On June 12, Tuesday, the rumours emerged that Nigerian senators alongside Senate president Bukola Saraki and his deputy Ike Ekweremadu are initiating move to impeach President Muhammadu Buhari.
However, later the people who were accused of plotting against the president denied the reports.
Nigeria, like most democratic societies, has one of such mechanisms and this is known as “Impeachment or removal”.
According to the Nigerian Constitution, the president or vice president may be removed from office in accordance with the provisions of 143 section, chapter six, part one:
“Whenever a notice of any allegation in writing signed by not less than one-third of the members of the National Assembly:-
“(a) is presented to the President of the Senate;
“(b) stating that the holder of the office of President or Vice-President is guilty of gross misconduct in the performance of the functions of his office, detailed particulars of which shall be specified,
“the President of the Senate shall within seven days of the receipt of the notice cause a copy thereof to be served on the holder of the office and on each member of the National Assembly, and shall also cause any statement made in reply to the allegation by the holder of the office to be served on each member of the National Assembly.”

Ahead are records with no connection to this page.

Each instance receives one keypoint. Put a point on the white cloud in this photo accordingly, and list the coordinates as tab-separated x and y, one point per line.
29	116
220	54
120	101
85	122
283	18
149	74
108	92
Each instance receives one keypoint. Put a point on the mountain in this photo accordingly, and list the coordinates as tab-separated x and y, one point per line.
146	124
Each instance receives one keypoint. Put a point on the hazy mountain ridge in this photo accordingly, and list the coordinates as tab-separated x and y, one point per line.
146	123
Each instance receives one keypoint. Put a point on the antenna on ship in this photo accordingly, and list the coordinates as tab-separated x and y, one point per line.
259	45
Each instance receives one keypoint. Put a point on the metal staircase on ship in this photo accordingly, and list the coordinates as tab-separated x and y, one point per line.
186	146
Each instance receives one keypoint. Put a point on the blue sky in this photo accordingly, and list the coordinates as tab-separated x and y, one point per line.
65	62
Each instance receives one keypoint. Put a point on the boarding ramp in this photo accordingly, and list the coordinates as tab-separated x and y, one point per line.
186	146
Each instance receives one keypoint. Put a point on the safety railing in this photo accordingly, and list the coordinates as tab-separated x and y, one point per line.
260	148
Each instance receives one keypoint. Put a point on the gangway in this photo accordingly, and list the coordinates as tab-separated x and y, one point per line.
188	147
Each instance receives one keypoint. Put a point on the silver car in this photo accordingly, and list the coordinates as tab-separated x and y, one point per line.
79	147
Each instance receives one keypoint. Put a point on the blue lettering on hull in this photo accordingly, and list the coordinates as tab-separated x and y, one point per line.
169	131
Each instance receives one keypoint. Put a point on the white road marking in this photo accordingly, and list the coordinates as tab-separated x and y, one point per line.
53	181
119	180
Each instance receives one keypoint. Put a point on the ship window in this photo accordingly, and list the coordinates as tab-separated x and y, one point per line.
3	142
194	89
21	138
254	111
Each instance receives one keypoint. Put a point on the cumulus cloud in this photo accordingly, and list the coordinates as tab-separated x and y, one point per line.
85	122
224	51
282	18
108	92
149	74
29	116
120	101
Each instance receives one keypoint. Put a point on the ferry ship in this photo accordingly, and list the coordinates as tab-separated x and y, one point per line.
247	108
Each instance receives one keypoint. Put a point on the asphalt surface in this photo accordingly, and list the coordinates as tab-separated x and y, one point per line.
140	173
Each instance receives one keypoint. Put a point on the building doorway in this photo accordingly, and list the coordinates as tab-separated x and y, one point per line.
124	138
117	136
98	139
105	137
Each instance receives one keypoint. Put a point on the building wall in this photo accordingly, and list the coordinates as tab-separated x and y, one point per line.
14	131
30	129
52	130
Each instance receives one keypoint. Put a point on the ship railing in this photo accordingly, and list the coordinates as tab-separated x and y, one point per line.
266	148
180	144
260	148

Below are six reasons why the senators may be forced to gang up and teach the president a major lesson ”this is democracy not military rule:
1. To save Senate president Bukola Saraki
Since Saraki became the citizen number three in the country against the wish of his party there have been multiple attempts to remove him.
Now the Senate president is one of the most controversial politicians in Nigeria.
His troubles appear to have no regard for his position.